Well, Slate has just published a piece from The Hechinger Report headlined, Pay Attention, Robot, which is about students teaching…robots.

It sounds like ed tech run amok, and it even suggests these teachable robots will be commonplace in the classroom within ten years. It cites some studies that supposedly highlight their effectiveness, but they don’t seem to compare the effectiveness of students teaching robots with, I don’t know, let’s say…students teaching their classmates? And they don’t seem to consider other benefits of people teaching people — like the development of intrinsic motivation (relatedness is a key element of that kind of motivation flourishing) and the refining of “people” skills.

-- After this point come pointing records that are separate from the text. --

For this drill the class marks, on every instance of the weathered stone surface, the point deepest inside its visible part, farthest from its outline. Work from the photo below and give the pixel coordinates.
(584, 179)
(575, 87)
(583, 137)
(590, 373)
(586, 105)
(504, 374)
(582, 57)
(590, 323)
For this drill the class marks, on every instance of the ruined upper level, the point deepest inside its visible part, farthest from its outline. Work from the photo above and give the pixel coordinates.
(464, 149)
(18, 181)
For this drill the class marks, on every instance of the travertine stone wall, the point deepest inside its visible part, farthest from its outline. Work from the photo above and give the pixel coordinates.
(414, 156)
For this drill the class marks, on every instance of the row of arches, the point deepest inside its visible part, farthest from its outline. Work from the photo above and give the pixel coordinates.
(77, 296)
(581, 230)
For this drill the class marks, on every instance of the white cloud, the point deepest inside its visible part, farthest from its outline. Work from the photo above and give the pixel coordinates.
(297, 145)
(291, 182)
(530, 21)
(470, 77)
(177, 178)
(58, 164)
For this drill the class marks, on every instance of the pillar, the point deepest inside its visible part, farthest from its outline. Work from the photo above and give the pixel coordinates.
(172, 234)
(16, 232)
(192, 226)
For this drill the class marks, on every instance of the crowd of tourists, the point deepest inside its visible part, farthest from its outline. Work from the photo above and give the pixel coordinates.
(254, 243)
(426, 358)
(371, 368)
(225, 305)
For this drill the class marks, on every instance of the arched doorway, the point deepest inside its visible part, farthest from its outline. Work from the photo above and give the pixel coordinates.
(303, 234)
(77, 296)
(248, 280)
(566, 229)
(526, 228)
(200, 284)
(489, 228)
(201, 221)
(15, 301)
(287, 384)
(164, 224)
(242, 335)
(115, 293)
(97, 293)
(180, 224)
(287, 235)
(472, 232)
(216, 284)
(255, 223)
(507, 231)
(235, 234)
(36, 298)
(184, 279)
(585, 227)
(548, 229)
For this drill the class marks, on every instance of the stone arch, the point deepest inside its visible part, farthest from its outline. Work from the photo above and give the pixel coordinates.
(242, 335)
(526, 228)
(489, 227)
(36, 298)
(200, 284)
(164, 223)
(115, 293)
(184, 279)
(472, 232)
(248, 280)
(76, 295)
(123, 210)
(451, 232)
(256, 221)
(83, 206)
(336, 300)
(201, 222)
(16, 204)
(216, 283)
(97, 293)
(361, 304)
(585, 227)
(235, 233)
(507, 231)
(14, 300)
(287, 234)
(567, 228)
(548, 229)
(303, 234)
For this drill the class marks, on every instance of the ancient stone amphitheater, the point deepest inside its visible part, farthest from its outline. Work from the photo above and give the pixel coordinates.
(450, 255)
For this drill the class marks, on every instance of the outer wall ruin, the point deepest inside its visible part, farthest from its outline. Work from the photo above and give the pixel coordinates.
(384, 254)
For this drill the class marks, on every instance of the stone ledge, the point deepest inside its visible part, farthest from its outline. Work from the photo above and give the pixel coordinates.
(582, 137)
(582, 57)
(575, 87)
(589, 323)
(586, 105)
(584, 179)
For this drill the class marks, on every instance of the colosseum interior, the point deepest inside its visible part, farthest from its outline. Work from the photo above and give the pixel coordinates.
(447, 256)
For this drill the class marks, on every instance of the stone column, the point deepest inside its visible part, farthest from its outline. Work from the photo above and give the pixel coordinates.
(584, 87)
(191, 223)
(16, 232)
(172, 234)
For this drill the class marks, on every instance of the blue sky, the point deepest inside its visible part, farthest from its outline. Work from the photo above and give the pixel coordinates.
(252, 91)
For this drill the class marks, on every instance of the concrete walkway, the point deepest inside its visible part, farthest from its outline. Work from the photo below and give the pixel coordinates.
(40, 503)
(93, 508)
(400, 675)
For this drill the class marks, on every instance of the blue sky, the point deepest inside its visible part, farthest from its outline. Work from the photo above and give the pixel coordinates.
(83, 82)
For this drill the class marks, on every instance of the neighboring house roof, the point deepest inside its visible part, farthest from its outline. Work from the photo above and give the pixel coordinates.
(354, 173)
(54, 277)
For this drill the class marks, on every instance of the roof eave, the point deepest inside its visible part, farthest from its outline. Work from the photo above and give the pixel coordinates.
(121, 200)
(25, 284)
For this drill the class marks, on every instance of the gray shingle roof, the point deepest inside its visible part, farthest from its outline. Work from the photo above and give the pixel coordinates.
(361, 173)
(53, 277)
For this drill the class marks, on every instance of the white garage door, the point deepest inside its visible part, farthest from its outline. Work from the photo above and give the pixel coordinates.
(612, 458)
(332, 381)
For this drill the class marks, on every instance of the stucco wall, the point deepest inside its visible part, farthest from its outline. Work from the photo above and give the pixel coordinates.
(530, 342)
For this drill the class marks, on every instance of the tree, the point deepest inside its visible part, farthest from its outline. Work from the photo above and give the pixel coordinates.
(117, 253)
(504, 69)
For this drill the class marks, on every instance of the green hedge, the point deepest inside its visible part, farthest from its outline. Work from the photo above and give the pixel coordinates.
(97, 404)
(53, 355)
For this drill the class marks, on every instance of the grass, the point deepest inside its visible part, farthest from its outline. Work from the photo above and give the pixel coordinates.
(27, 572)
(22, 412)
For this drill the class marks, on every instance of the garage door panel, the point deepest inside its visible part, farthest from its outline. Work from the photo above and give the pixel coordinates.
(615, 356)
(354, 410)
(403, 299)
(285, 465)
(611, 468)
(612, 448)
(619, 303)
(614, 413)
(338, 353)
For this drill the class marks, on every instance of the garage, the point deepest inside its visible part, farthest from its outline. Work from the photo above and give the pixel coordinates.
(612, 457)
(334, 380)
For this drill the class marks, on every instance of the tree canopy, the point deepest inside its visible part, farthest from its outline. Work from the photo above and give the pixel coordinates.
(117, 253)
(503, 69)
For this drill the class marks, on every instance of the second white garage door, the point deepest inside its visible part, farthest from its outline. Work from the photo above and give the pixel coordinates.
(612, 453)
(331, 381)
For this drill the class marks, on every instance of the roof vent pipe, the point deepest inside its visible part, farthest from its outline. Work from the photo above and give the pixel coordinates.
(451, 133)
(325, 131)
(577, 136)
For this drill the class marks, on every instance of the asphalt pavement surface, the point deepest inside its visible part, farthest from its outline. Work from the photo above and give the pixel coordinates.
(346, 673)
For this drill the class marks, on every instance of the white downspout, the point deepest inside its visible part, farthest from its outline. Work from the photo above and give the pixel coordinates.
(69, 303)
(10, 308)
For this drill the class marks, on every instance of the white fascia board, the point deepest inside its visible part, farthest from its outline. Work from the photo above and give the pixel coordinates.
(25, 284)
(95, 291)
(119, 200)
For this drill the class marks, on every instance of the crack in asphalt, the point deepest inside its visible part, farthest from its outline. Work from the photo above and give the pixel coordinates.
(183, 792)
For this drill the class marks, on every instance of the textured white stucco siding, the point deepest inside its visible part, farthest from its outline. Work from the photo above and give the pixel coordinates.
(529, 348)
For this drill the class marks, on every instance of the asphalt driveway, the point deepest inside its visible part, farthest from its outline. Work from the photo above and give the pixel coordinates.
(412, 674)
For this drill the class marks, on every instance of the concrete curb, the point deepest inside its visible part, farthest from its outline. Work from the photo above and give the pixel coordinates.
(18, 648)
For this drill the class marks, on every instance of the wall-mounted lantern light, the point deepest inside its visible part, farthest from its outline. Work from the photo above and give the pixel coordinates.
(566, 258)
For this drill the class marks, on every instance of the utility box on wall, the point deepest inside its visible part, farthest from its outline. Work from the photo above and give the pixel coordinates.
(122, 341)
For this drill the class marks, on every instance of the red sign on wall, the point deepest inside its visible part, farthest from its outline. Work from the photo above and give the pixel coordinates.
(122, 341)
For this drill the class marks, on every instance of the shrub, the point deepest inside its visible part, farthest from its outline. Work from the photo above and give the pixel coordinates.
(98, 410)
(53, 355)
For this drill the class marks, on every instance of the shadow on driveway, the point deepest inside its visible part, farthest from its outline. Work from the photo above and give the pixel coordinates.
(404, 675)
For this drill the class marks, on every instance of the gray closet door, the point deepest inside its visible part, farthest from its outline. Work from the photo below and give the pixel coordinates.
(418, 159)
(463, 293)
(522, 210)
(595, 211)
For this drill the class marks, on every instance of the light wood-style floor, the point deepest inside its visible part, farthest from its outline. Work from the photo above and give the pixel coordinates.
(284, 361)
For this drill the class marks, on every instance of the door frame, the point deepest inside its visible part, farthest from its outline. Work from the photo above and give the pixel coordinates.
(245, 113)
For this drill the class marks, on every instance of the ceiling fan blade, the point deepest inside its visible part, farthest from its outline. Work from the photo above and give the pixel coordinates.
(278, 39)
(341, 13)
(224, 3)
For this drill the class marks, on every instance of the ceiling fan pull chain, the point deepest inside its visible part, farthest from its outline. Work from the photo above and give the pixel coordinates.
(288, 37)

But, disregarding the ridiculousness of these robots in all of our classrooms, the article does an excellent job describing the benefits that students gain by teaching others, and that’s why I’m taking the time to write this post. And that’s the reason I’m adding this post to my previously-mentioned “Best” list.

Author: Larry Ferlazzo

I'm a high school teacher in Sacramento, CA.

One Comment

  1. I know, it sounds stupid. But what may not be very clear from the Slate article is the pedagogical power of this technique. When you create teachable agents, you can program them to help expose the most common misconceptions about specific topics. Needing to identify and correct those misconceptions is something a student teaching another student may – or may not – get to experience. In other ways, this is a bit of a new skin on old techniques: The Betty’s Brain one, for example, is using a modern variance on mind-maps to help students to learn the connections between ideas.
    I think this concept has a future – but like all ed tech, they’re tools. They’re no substitute for the input from…you know…real people.